O ministro também justifica a portaria pela "necessidade de se estabelecer um plano de resposta a esse evento”, assim como “estabelecer a estratégia de acompanhamento aos nacionais e estrangeiros que ingressarem no país e que se enquadrarem nas definições de suspeitos e confirmados para Infecção Humana pelo novo Coronavírus”. Em coletiva de imprensa na tarde desta terça, o secretário de Vigilância da Saúde, Wanderson de Oliveira, informou que há 13 casos suspeitos de coronavírus no Brasil. Também assegurou que nenhum caso foi confirmado dentro do território nacional.

Os números do coronavírus

Até a tarde desta terça-feira, 490 pessoas morreram na China e uma nas Filipinas por causa do coronavírus. Em todo o território chinês foram confirmados 24.324 casos, enquanto que outros 176 casos estão sendo investigados em 24 países. No último sábado, a Espanha confirmou o primeiro caso da infecção em seu território. A OMS declarou emergência internacional na última semana.

No domingo, o Governo Bolsonaro cedeu aos apelos de brasileiros que vivem em Wuhan e anunciou que vai adotar as “medidas necessárias para trazer de volta ao Brasil os cidadãos brasileiros que se encontram na província de Hubei, especificamente na cidade de Wuhan, na China, região de origem da epidemia do coronavírus”, segundo nota divulgada pelo Planalto. Também determinou que "assim que chegarem ao Brasil, eles deverão ser submetidos a quarentena, de acordo com procedimentos internacionais, sob a orientação do Ministério da Saúde”. Na coletiva de imprensa desta terça, informou-se que a comitiva brasileira que resgatará os brasileiros estará integrada por integrantes das Forças Armadas, funcionários do Ministério da Saúde e especialistas “com notório saber”.
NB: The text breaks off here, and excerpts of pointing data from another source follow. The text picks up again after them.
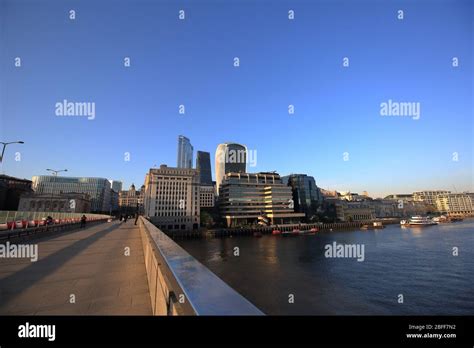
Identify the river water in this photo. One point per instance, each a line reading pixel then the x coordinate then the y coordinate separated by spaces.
pixel 291 275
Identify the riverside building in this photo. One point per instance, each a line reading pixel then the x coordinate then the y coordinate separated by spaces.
pixel 172 198
pixel 98 189
pixel 256 198
pixel 229 158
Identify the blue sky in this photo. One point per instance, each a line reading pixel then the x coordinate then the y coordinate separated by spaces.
pixel 282 62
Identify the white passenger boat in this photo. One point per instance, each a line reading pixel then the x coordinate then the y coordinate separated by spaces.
pixel 418 221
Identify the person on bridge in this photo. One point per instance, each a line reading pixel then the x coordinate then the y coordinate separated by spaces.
pixel 136 218
pixel 83 221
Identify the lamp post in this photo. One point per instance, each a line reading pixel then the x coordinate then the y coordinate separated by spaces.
pixel 55 174
pixel 5 145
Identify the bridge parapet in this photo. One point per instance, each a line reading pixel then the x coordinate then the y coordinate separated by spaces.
pixel 181 285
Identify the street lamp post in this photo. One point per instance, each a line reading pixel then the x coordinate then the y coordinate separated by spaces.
pixel 55 174
pixel 5 145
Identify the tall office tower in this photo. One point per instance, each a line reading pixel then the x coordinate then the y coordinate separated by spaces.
pixel 98 189
pixel 172 198
pixel 230 158
pixel 306 195
pixel 185 153
pixel 203 164
pixel 116 185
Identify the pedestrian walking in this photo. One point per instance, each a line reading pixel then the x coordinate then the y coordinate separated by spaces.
pixel 83 221
pixel 136 218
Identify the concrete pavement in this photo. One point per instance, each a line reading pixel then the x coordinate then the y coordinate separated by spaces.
pixel 89 266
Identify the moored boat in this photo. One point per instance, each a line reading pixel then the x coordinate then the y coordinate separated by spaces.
pixel 418 221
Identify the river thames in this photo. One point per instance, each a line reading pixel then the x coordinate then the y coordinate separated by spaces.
pixel 417 263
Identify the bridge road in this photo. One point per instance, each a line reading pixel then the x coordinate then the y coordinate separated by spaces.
pixel 88 263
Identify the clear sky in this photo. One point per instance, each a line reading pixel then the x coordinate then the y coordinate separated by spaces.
pixel 282 62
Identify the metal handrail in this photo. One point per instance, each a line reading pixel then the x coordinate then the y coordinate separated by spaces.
pixel 187 286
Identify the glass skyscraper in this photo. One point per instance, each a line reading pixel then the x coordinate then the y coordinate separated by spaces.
pixel 185 153
pixel 306 195
pixel 230 158
pixel 203 164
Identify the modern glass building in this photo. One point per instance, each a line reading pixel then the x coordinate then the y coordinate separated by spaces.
pixel 306 195
pixel 116 185
pixel 185 153
pixel 98 189
pixel 230 158
pixel 203 164
pixel 256 198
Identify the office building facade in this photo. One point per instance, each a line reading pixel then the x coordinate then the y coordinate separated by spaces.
pixel 185 153
pixel 131 201
pixel 256 198
pixel 203 164
pixel 306 195
pixel 98 189
pixel 59 203
pixel 455 204
pixel 229 158
pixel 172 198
pixel 11 189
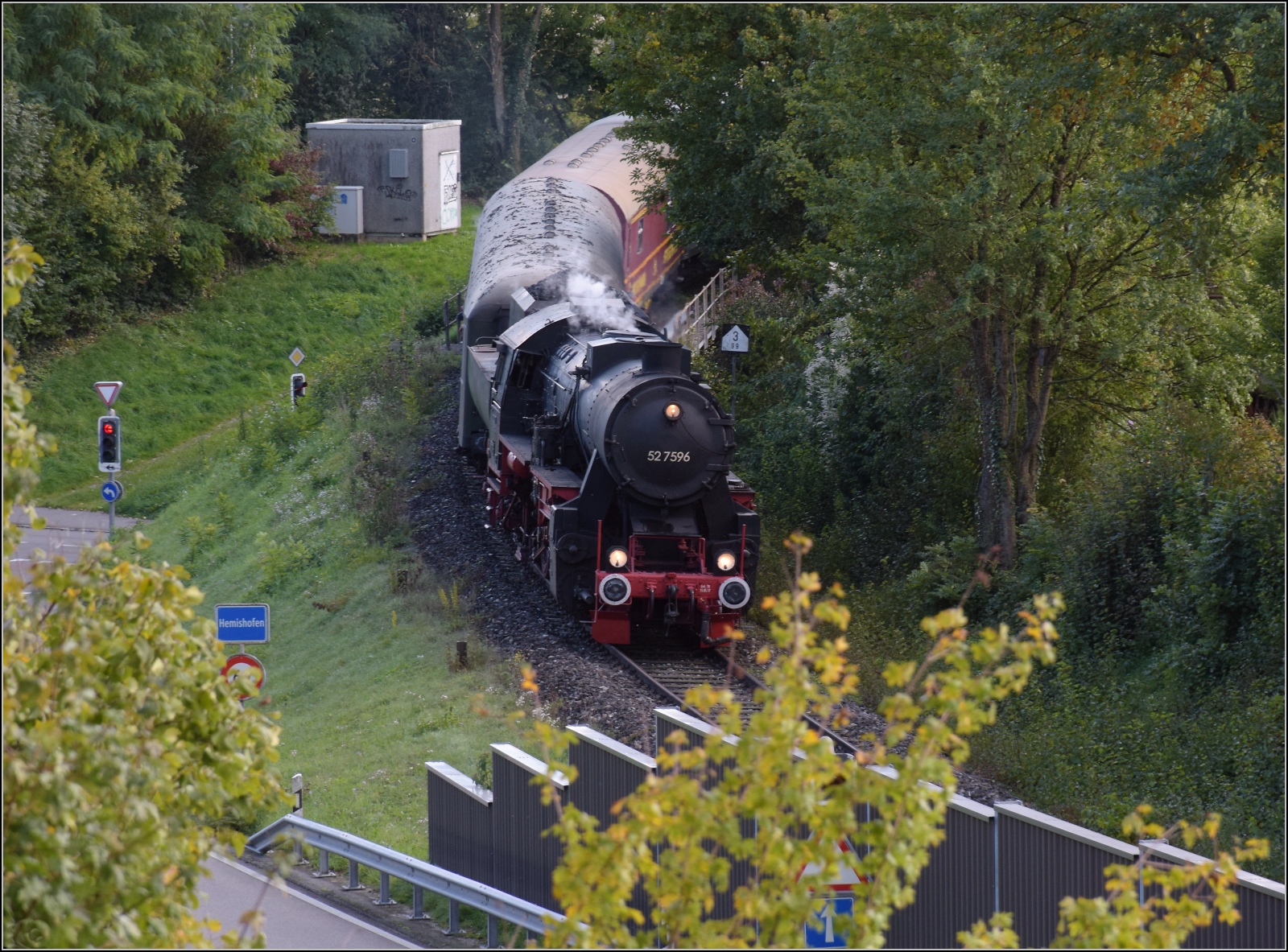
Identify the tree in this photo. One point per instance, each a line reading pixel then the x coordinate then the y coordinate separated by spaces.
pixel 785 776
pixel 676 835
pixel 338 58
pixel 165 120
pixel 998 186
pixel 705 85
pixel 972 183
pixel 122 745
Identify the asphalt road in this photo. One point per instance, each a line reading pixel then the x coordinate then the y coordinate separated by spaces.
pixel 66 532
pixel 291 919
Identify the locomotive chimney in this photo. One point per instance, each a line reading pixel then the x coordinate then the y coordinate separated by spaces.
pixel 663 356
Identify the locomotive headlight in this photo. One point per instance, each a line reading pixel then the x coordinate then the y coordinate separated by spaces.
pixel 615 590
pixel 734 593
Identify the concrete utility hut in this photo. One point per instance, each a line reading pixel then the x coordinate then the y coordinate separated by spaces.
pixel 409 169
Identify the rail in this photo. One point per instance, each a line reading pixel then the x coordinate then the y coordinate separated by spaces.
pixel 692 325
pixel 420 875
pixel 740 674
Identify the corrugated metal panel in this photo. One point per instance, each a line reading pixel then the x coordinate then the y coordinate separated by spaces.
pixel 667 722
pixel 460 822
pixel 1261 907
pixel 607 772
pixel 523 859
pixel 956 888
pixel 1041 859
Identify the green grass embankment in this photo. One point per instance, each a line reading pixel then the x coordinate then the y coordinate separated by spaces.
pixel 191 370
pixel 361 674
pixel 300 509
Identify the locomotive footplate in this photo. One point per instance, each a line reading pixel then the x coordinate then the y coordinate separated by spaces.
pixel 670 598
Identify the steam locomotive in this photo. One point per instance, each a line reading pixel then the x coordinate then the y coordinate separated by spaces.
pixel 605 456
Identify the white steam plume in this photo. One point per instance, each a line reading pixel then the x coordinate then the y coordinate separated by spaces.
pixel 597 307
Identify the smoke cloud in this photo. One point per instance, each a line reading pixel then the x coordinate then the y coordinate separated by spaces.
pixel 597 306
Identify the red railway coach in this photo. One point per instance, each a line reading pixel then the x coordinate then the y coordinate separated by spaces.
pixel 605 456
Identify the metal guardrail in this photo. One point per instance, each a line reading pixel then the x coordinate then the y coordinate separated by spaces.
pixel 692 325
pixel 420 875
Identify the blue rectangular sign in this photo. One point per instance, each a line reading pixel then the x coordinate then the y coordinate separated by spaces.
pixel 242 624
pixel 821 928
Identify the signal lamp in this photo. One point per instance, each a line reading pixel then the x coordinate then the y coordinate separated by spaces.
pixel 109 443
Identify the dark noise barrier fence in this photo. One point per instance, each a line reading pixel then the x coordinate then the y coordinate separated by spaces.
pixel 993 858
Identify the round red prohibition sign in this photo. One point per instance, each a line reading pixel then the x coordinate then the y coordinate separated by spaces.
pixel 237 664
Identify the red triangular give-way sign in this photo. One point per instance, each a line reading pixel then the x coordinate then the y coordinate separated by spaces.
pixel 107 390
pixel 848 876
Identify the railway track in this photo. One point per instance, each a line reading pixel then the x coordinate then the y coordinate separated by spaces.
pixel 670 666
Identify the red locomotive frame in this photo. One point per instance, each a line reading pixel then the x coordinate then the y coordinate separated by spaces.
pixel 519 499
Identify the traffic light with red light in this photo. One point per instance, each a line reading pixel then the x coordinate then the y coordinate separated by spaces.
pixel 109 445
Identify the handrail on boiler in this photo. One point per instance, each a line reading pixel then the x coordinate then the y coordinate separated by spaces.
pixel 416 872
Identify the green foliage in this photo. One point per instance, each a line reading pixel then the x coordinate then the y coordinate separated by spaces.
pixel 435 61
pixel 159 126
pixel 275 435
pixel 781 773
pixel 192 370
pixel 704 85
pixel 227 513
pixel 386 389
pixel 280 561
pixel 199 536
pixel 124 746
pixel 1180 898
pixel 1170 690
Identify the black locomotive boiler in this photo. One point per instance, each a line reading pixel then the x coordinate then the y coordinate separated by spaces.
pixel 605 456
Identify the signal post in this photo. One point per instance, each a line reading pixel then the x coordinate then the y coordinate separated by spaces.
pixel 109 454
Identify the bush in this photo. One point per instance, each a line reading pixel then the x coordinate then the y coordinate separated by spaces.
pixel 1170 688
pixel 124 745
pixel 145 141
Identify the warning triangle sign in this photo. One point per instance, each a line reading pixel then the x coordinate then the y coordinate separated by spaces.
pixel 107 390
pixel 847 877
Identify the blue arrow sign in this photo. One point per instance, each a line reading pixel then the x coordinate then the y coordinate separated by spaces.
pixel 821 928
pixel 242 624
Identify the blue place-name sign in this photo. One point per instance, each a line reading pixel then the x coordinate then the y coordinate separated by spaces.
pixel 242 624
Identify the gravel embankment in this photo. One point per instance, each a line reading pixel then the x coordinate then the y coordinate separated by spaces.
pixel 580 682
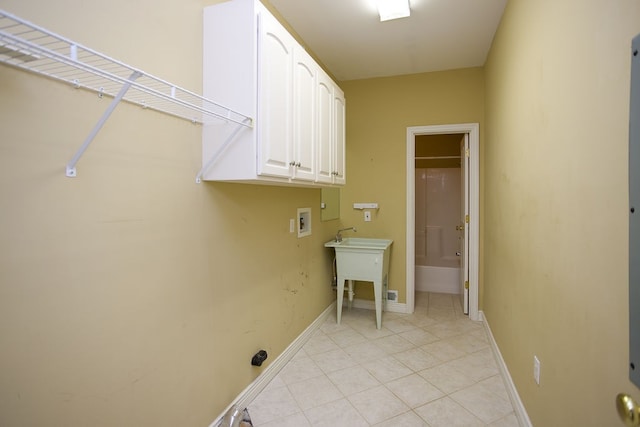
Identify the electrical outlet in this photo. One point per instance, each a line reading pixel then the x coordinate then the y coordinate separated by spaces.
pixel 536 369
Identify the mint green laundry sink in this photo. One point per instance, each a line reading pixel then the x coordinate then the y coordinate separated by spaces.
pixel 366 260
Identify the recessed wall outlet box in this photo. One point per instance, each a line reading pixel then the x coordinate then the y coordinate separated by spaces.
pixel 365 206
pixel 536 369
pixel 304 222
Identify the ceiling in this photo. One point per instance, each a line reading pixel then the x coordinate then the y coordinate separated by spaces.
pixel 349 39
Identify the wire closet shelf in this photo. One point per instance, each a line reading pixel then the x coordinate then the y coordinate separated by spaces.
pixel 30 47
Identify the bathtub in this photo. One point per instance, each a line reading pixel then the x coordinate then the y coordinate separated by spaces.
pixel 437 279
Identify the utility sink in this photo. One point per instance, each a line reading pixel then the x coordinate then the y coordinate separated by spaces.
pixel 366 260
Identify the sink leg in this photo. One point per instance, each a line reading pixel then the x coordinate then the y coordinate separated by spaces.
pixel 377 295
pixel 339 299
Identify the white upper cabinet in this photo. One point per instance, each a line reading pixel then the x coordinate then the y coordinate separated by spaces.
pixel 254 66
pixel 275 107
pixel 305 110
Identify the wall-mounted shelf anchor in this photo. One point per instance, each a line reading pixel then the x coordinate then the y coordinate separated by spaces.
pixel 29 47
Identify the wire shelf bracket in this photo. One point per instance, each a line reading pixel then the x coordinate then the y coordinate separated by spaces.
pixel 29 47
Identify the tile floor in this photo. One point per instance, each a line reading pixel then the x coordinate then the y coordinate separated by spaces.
pixel 433 368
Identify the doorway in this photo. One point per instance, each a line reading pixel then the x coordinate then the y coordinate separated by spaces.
pixel 470 131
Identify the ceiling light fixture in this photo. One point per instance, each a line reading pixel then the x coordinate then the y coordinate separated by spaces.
pixel 393 9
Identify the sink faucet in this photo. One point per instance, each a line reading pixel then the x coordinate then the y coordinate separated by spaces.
pixel 339 234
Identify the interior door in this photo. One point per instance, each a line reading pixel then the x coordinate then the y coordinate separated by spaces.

A decisão foi tomada após brasileiros que trabalham e estudam em Wuhan terem gravado um vídeo lendo uma carta na qual solicitavam que sejam trazidos de volta ao país. Essas pessoas estão obedecendo a quarentena solicitada pelo governo chinês, mas querem cumprir esse procedimento no Brasil. Com aeroportos fechados na China, eles não têm como retornar. Por isso, apelaram ao Governo para que envie uma aeronave que possa buscá-los. “O Ministério da Defesa, por meio da Força Aérea Brasileira, trabalha na elaboração do plano de voo da aeronave, possivelmente fretada, que será enviada à China”, acrescentou o comunicado do Planalto.